DERIVAS DIABÉTICAS
El
dispositivo industrial-profesional de tratamiento de la diabetes se ha
emancipado de los pacientes diabéticos mismos. Del mismo modo que en otras
ocasiones anteriores, procede como la ciencia misma generando máquinas que
simulan ser humanos. Frankenstein es su máxima expresión. La biomedicina ha
inventado un ser monstruoso que es portador de la diabetes mellitus. Es una
máquina que obedece a las conminaciones amables del dispositivo asistencial y
se mantiene estable por debajo de siete. Las variaciones del estado de la
enfermedad son mínimas y todas sus medidas de indicadores patológicos se
conservan estables.
A este
muñeco biológico que se hace presente en la asistencia a los pacientes, me
gusta llamarle Blas. Este es una simulación perfecta de la patología controlada
profesionalmente. Blas resiste felizmente el paso del tiempo. En el caso de que
apareciera una complicación sería reparada inmediatamente porque Blas es un
artefacto. Cuando un paciente llega a la consulta se encuentra con el espectro
de Blas. Los profesionales no le hablan a él, sino a su representación simbólica-maquínica.

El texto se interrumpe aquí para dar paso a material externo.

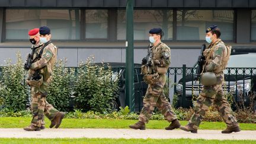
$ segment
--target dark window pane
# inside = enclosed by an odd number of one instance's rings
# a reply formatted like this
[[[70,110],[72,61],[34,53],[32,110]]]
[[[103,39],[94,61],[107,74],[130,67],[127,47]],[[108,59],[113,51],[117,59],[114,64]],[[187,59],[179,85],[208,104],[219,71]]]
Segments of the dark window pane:
[[[107,39],[108,34],[108,11],[85,11],[85,38]]]
[[[47,25],[53,40],[80,39],[80,11],[75,9],[7,9],[6,39],[28,39],[30,29]]]
[[[117,11],[117,39],[126,39],[126,18],[125,10]],[[172,40],[172,11],[135,10],[133,13],[135,40],[149,39],[149,31],[161,28],[164,40]]]
[[[205,39],[206,29],[217,25],[223,40],[233,39],[233,11],[231,10],[178,10],[177,40]]]
[[[252,40],[256,40],[256,10],[252,11],[251,37]]]

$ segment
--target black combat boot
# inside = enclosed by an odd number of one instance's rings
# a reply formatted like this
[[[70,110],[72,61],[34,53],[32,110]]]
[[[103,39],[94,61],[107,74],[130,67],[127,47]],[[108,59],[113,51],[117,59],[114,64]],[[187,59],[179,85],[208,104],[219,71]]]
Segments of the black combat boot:
[[[50,128],[52,128],[55,126],[55,128],[57,129],[60,125],[62,119],[64,119],[65,113],[62,112],[58,112],[53,119],[51,121]]]
[[[42,124],[42,125],[41,126],[41,127],[40,127],[40,129],[41,129],[41,130],[44,130],[44,129],[45,129],[45,126],[44,126],[44,124]]]
[[[175,129],[178,129],[181,126],[180,122],[178,119],[175,119],[172,121],[170,125],[168,127],[165,127],[166,130],[173,130]]]
[[[222,133],[231,133],[232,132],[240,132],[241,129],[238,125],[235,125],[232,127],[227,127],[226,129],[222,131]]]
[[[133,125],[130,125],[129,127],[133,129],[140,129],[140,130],[146,129],[145,123],[142,121],[139,121]]]
[[[25,127],[23,128],[23,129],[27,131],[40,131],[40,127],[37,127],[32,124],[29,126]]]
[[[193,124],[188,123],[185,126],[181,126],[180,127],[180,129],[181,130],[185,130],[186,132],[190,132],[191,133],[197,133],[197,129],[194,129],[193,127]]]

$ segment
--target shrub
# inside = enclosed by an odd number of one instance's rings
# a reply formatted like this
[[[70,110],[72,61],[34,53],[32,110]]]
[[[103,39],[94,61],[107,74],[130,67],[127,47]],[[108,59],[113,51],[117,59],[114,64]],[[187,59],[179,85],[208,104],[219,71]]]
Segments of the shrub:
[[[94,57],[81,63],[74,87],[75,107],[84,111],[103,113],[112,110],[112,101],[117,96],[118,76],[108,65],[94,63]]]
[[[0,84],[0,97],[4,107],[14,111],[26,109],[28,100],[29,87],[24,81],[26,72],[20,52],[17,53],[17,61],[12,64],[11,59],[3,67]]]
[[[66,59],[59,59],[55,64],[53,72],[53,80],[50,84],[47,100],[55,108],[60,111],[69,111],[69,100],[72,85],[74,81],[73,68],[65,68]]]

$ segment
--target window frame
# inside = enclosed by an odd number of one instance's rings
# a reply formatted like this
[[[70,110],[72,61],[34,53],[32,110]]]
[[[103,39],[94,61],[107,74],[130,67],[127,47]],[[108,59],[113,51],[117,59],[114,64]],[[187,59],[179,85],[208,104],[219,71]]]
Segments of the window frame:
[[[6,39],[6,9],[78,9],[80,10],[80,39],[79,40],[53,40],[53,41],[57,42],[123,42],[126,40],[117,40],[117,11],[118,10],[125,10],[125,8],[4,8],[3,11],[3,26],[2,30],[2,42],[8,42],[8,41],[27,41],[27,40],[8,40]],[[85,38],[85,11],[87,9],[105,9],[107,10],[108,12],[108,28],[107,28],[107,37],[105,39],[92,39],[92,38]],[[173,17],[172,17],[172,40],[162,40],[163,42],[205,42],[203,40],[177,40],[177,10],[232,10],[233,11],[233,39],[231,40],[225,40],[226,42],[235,42],[236,37],[236,10],[233,8],[202,8],[199,9],[198,8],[135,8],[135,10],[169,10],[172,11]],[[256,9],[252,9],[256,10]],[[135,40],[135,42],[148,42],[148,40]],[[251,40],[251,41],[256,41],[256,40]]]

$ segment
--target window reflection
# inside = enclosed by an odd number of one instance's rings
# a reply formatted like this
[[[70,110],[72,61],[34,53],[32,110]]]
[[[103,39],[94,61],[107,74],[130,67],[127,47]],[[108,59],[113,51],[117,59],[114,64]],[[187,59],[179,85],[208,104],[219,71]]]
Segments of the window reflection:
[[[233,39],[233,11],[231,10],[178,10],[177,40],[204,40],[206,29],[217,25],[223,40]]]
[[[108,36],[108,11],[85,11],[85,37],[107,39]]]
[[[133,13],[135,40],[148,40],[148,32],[152,28],[161,28],[164,40],[172,39],[172,11],[135,10]],[[117,39],[126,39],[125,10],[117,11]]]
[[[80,37],[80,11],[78,9],[7,9],[6,39],[28,39],[30,29],[47,25],[52,39]]]
[[[256,40],[256,10],[252,10],[251,39]]]

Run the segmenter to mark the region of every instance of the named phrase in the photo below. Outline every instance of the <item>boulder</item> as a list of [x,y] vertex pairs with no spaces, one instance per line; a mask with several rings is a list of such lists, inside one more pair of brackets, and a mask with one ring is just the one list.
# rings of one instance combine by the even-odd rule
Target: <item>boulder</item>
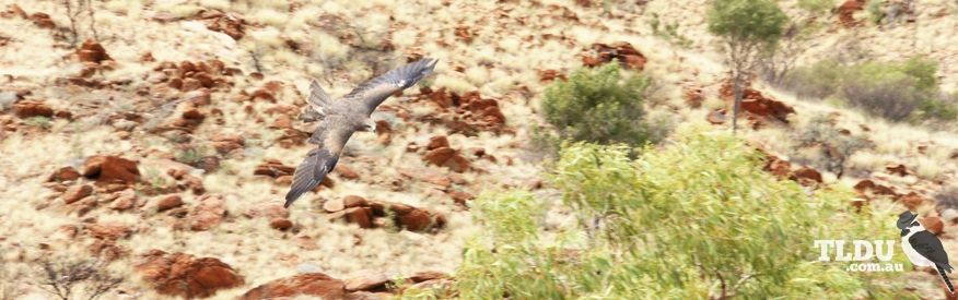
[[220,260],[186,253],[151,250],[133,269],[157,293],[187,299],[211,297],[244,284],[243,276]]
[[91,194],[93,194],[93,187],[90,187],[90,184],[74,185],[63,192],[63,202],[71,204]]
[[137,161],[118,156],[91,156],[83,164],[83,177],[95,179],[97,184],[131,184],[140,180]]
[[47,177],[47,182],[73,181],[80,178],[80,172],[73,167],[62,167]]
[[164,212],[183,205],[179,195],[166,195],[156,201],[156,212]]
[[323,273],[300,274],[276,279],[250,289],[240,297],[243,300],[266,300],[313,296],[322,299],[344,299],[346,285],[342,280]]
[[22,100],[13,105],[16,117],[22,119],[32,117],[54,117],[54,109],[37,100]]

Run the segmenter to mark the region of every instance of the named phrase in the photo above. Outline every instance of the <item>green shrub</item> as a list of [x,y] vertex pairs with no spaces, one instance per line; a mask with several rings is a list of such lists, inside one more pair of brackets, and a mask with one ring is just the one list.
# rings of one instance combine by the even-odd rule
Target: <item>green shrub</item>
[[[728,134],[682,132],[663,151],[564,148],[552,185],[580,226],[544,231],[526,192],[483,195],[484,229],[431,299],[851,299],[892,297],[885,275],[817,262],[816,239],[895,239],[892,212],[848,212],[842,188],[776,181]],[[842,226],[834,226],[841,224]],[[896,257],[903,261],[903,256]],[[896,261],[896,262],[898,262]],[[895,275],[892,275],[895,276]],[[902,297],[906,295],[899,295]]]
[[814,16],[821,16],[834,7],[834,0],[798,0],[798,8]]
[[642,104],[650,80],[611,62],[580,69],[546,88],[542,111],[558,140],[641,145],[650,140]]

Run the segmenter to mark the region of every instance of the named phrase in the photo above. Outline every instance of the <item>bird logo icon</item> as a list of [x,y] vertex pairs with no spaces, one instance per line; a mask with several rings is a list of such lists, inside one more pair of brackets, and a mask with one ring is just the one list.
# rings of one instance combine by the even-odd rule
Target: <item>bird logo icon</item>
[[901,229],[901,249],[908,260],[916,266],[934,267],[945,285],[948,286],[948,291],[954,293],[955,286],[948,279],[951,265],[948,264],[948,253],[945,252],[938,237],[926,230],[918,220],[918,215],[911,211],[898,215],[897,226]]

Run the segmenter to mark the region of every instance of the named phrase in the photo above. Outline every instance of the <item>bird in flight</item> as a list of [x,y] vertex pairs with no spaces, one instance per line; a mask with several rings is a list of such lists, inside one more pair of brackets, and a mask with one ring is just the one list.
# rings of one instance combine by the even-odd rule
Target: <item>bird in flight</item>
[[898,228],[901,229],[901,249],[904,250],[904,255],[916,266],[935,267],[938,275],[942,276],[942,281],[948,287],[948,291],[955,293],[955,286],[948,279],[948,273],[951,273],[951,264],[948,262],[948,252],[945,252],[945,247],[935,233],[930,232],[916,219],[918,215],[911,211],[906,211],[898,215]]
[[439,60],[423,58],[369,80],[338,100],[334,100],[316,80],[309,85],[309,106],[303,112],[304,121],[319,120],[308,142],[317,147],[306,154],[296,167],[293,183],[283,207],[290,207],[303,193],[312,191],[336,167],[346,142],[357,131],[374,131],[370,118],[386,98],[406,89],[432,73]]

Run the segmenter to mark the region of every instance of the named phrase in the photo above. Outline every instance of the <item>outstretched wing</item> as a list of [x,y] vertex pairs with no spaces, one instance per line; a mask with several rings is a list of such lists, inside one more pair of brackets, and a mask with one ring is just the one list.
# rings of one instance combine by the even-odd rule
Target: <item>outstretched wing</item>
[[329,116],[319,122],[313,136],[309,137],[309,143],[316,144],[317,147],[309,151],[303,163],[296,167],[283,207],[290,207],[296,199],[319,185],[326,175],[336,167],[342,147],[354,131],[344,125],[342,117]]
[[945,252],[945,247],[942,245],[942,241],[938,240],[935,235],[928,232],[927,230],[915,232],[908,238],[908,242],[911,243],[911,247],[914,248],[915,252],[928,259],[933,263],[937,265],[947,266],[947,271],[951,271],[951,266],[948,264],[948,253]]
[[390,95],[412,86],[432,73],[437,61],[431,58],[423,58],[399,67],[360,84],[355,89],[346,94],[343,98],[362,101],[366,107],[367,115],[371,115]]
[[303,115],[300,116],[300,119],[306,122],[313,122],[326,116],[327,109],[332,104],[332,97],[329,94],[326,94],[326,91],[323,89],[323,86],[319,86],[319,82],[313,80],[309,83],[309,98],[307,99],[309,106],[306,107]]

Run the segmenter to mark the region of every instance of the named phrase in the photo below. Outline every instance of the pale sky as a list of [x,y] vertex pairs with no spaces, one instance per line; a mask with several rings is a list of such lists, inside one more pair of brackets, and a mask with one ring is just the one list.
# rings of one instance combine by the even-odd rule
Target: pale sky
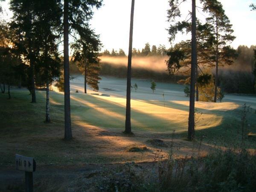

Toda la interacción remite a Blas, y los enfermos vivientes son requeridos para
que se comporten como él. En el caso de
que se produzcan desviaciones son apercibidos de los riesgos de no ser como
Blas.
El gran
problema de Blas es que no vive en el mundo de los pacientes sino en el
imaginario de sus creadores. De este modo, sus fantásticos parámetros
biológicos y equilibrios son posibles en el no-mundo y la no vida de este
artefacto perfecto correspondiente a las ensoñaciones de la bioindustria y de
los dispositivos profesionales que la acompañan. Por el contrario, los
pacientes se encuentran inmersos en una vida sometida a distintas condiciones
materiales y sociales. Esta les reclama generando una frontera permeable entre
la vida y las restricciones del tratamiento. La existencia del paciente tiene
lugar entre distintas fases y etapas que el paso del tiempo impone
inexorablemente.
Pero las
crisis y los sucesos derivados de la difícil coexistencia imperecedera de la
enfermedad y la vida no son inventariados ni definidos en el tratamiento
profesional. Cuando comparecen son tratados con una simplicidad irritante. El
mensaje es “por tu bien, tienes que convertirte en Blas”. En otras palabras,
debes inscribirte en el limbo de la no-vida. Si es así, el control de la
enfermedad será eficaz y te convertirás en una realidad patológica manejable.
Tu obediencia suprema de renuncia a la vida será recompensada por el
profesional de turno mediante migajas de reconocimiento.
La gran
verdad que se esconde tras la omnipresencia de Blas, es que los científicos
trabajan en el horizonte de obtener medicamentos que mejoren el padecimiento de
la enfermedad, o incluso lleguen a curarla. Una parte del pueblo diabético se echa a la calle movilizado por la esperanza
científica, haciéndose presente en las agendas políticas y electorales. En
tanto que llega la salvación científica la vida se perpetúa como no-discurso.
Se sobreentiende que los pacientes deben renunciar y los avatares de las vidas
siguen en los márgenes de las consultas.
Estas siguen
siendo el territorio donde vive Blas. Cada vez que acudo a una de ellas me
encuentro con su espectro y soy comparado con él. Es imposible competir con sus
promedios, porque como no vive, se puede mantener en el estado de laboratorio
en el que es creado y mantenido. Por eso Blas es un ser odioso, un dios menor
que se hace presente como un espejo fatal para los pacientes. Por esta razón,
siempre que salgo de una consulta u otra instancia del dispositivo
científico-profesional que ampara a Blas, me siento totalmente extrañado en ese
mundo artificial. Así termino mascullando críticas a los extraños ángeles de la
guarda de Blas, incapaces de comprender la vida real. En ocasiones llego a
cagarme en los muertos de Blas, aún a sabiendas de que carece también de ellos.